Problem 339

Question

For the following exercises, consider two nonnegative numbers \(x\) and \(y\) such that \(x+y=10\) . Maximize and minimize the quantities. $$y-\frac{1}{x}$$

Step-by-Step Solution

Verified
Answer
Maximum is 8 at \(x=1\), minimum is approximately -0.1 at \(x=10\).
1Step 1: Express y in terms of x
Given that \(x + y = 10\), we can express \(y\) in terms of \(x\) using the equation \(y = 10 - x\). This allows us to rewrite the expression \(f(x) = y - \frac{1}{x}\) as \(f(x) = 10 - x - \frac{1}{x}\).
2Step 2: Find the critical points of the function
The function to maximize or minimize is \(f(x) = 10 - x - \frac{1}{x}\). To find critical points, take the derivative of \(f(x)\) with respect to \(x\): \(f'(x) = -1 + \frac{1}{x^2}\). Set \(f'(x) = 0\) to find critical points: \(-1 + \frac{1}{x^2} = 0\). This implies \(\frac{1}{x^2} = 1\) or \(x^2 = 1\). Thus, \(x = 1\).
3Step 3: Evaluate the endpoints and critical point
Since \(x\) and \(y\) must be non-negative and \(x + y = 10\), the domain for \(x\) is from \(x = 0\) to \(x = 10\). Evaluate \(f(x)\) at the critical point \(x = 1\), and at the endpoints \(x = 0\) and \(x = 10\):- At \(x = 0\), \(f(x)\) is undefined due to division by zero.- At \(x = 1\), \(f(1) = 10 - 1 - 1 = 8\).- At \(x = 10\), \(y = 0\) since \(x+y = 10\), so \(f(10) = 0 - \frac{1}{10} = -\frac{1}{10}\).
4Step 4: Determine the maximum and minimum values
Among the calculated function values, the maximum value is \(8\) at \(x = 1\) and the minimum value is approximately \(-0.1\) at \(x = 10\). We disregard \(x = 0\) since \(f(x)\) is undefined there due to division by zero.

Key Concepts

Understanding Critical PointsThe Role of the DerivativeFunction Evaluation for Optimization
Understanding Critical Points
Critical points are essential in calculus when you're looking to maximize or minimize a function.

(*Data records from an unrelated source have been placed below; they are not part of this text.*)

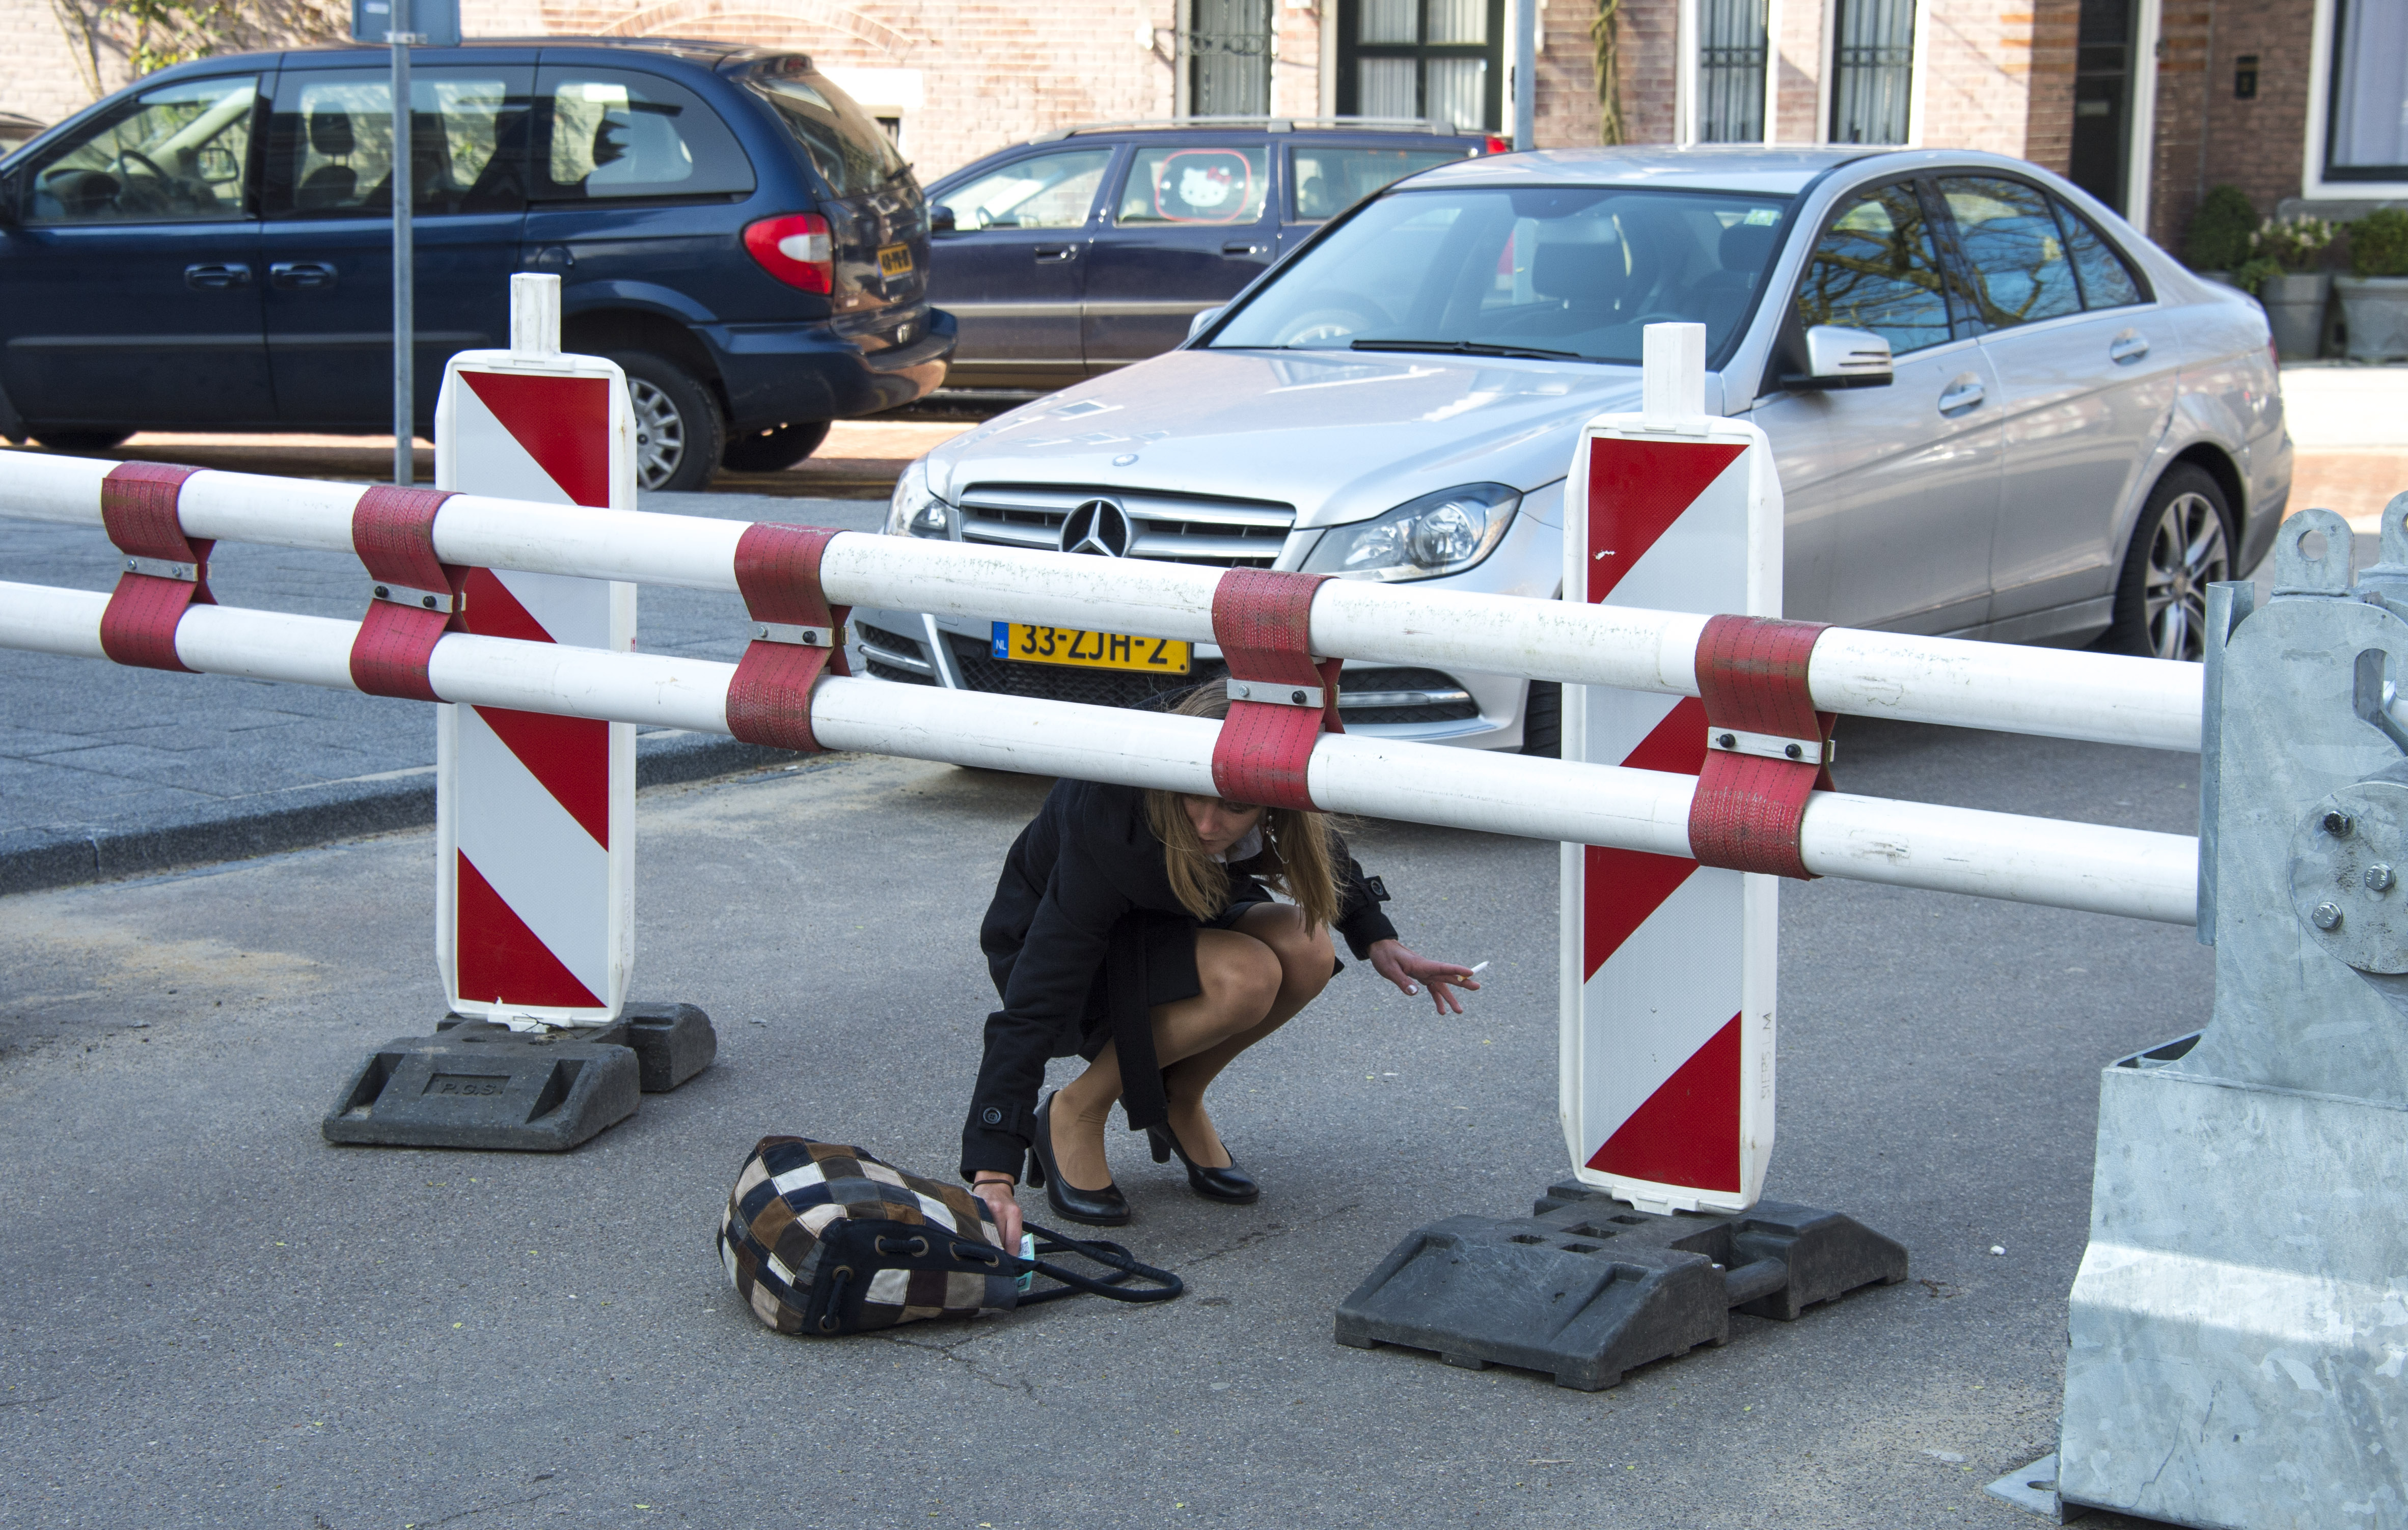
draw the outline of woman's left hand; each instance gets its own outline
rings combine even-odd
[[[1408,994],[1428,989],[1430,1002],[1438,1006],[1438,1012],[1441,1015],[1449,1010],[1458,1015],[1463,1013],[1463,1001],[1455,997],[1455,989],[1469,988],[1476,992],[1480,987],[1469,967],[1458,966],[1453,962],[1433,962],[1426,956],[1416,954],[1401,940],[1374,941],[1371,945],[1371,966],[1381,977]]]

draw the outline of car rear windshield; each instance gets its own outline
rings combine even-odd
[[[746,76],[744,82],[778,108],[778,120],[810,156],[811,168],[827,182],[830,195],[874,192],[909,168],[878,120],[825,75],[771,64]]]
[[[1282,271],[1219,349],[1640,359],[1649,324],[1719,359],[1781,242],[1783,197],[1619,187],[1398,192]]]

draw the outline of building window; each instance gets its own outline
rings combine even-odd
[[[2335,0],[2327,180],[2408,180],[2408,0]]]
[[[1914,87],[1914,0],[1839,0],[1831,141],[1904,143]]]
[[[1341,115],[1498,126],[1505,0],[1340,0],[1339,12]]]
[[[1271,0],[1193,0],[1188,110],[1267,117],[1271,109]]]
[[[1765,0],[1698,0],[1698,141],[1764,141]]]

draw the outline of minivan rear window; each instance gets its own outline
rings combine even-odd
[[[546,68],[551,148],[539,195],[550,200],[737,196],[752,164],[716,112],[684,86],[633,69]]]
[[[744,82],[778,110],[778,121],[803,146],[831,196],[874,192],[910,166],[878,120],[853,104],[825,75],[797,69],[797,61],[764,64]]]

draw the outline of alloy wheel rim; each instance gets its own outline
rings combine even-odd
[[[2142,585],[2149,650],[2160,659],[2197,659],[2206,651],[2207,587],[2232,577],[2224,518],[2204,494],[2176,494],[2149,535]]]
[[[641,378],[627,379],[627,401],[636,409],[636,480],[657,489],[685,461],[685,416],[668,394]]]

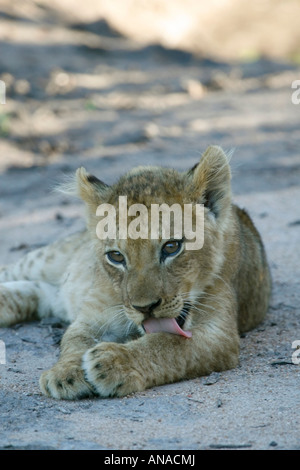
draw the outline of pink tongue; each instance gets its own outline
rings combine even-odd
[[[184,331],[180,328],[175,318],[149,318],[144,321],[143,326],[146,333],[173,333],[185,338],[191,338],[191,331]]]

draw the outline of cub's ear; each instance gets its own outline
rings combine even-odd
[[[231,172],[228,158],[221,147],[208,147],[200,162],[188,172],[188,177],[192,196],[216,218],[221,217],[231,204]]]
[[[109,186],[81,167],[76,171],[77,194],[87,204],[100,204]]]
[[[88,205],[99,205],[108,188],[107,184],[81,167],[75,175],[59,185],[57,190],[64,194],[78,196]]]

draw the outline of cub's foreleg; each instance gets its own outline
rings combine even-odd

These points occur where the derivative of the function equals zero or does not exist.

This is because, at critical points, the slope of the tangent line to the graph is zero, indicating a potential maximum or minimum.

The first step in the original problem is finding these critical points: the derivative of the function was found, and then set equal to zero.

That's how the critical point at \(x = 1\) was identified.

  • Critical points can be potential points of maxima or minima.
  • They give insights into the function's behavior around these points.
Identifying the critical points allows us to examine exactly where a function can have high or low points.
The Role of the Derivative
The derivative is a powerful tool that provides the rate of change of a function.

Think of it as a way to understand how a function is behaving at any particular point.

In our exercise, the derivative of the function was given by \(f'(x) = -1 + \frac{1}{x^2}\). This tells us how the function changes as \(x\) changes.

When setting the derivative equal to zero, you find points where the function doesn't increase or decrease, identifying critical points. Such derivations help you to discover potential maxima or minima.

  • The derivative indicates where the function's slope is zero, which corresponds to a change in increasing or decreasing behavior.
  • By solving \(f'(x) = 0\), we pinpoint critical points that need evaluation for optimization.
Understanding the derivative makes it possible to predict the function's behavior.
Function Evaluation for Optimization
Function evaluation involves checking the calculated values of the function at specific points.

After identifying the critical point and understanding the domain of \(x\) (from 0 to 10 in this problem), these values are then plugged back into the function.

In this scenario:

  • At the critical point \(x = 1\), the function has a value of 8, the highest.
  • At the endpoint \(x = 10\), the function results in approximately \(-0.1\), the lowest.
Evaluating endpoints is crucial when considering optimization, ensuring you don't miss extreme values that could be potential solutions.

By comparing these values, one can determine both maximum and minimum values for optimization purposes.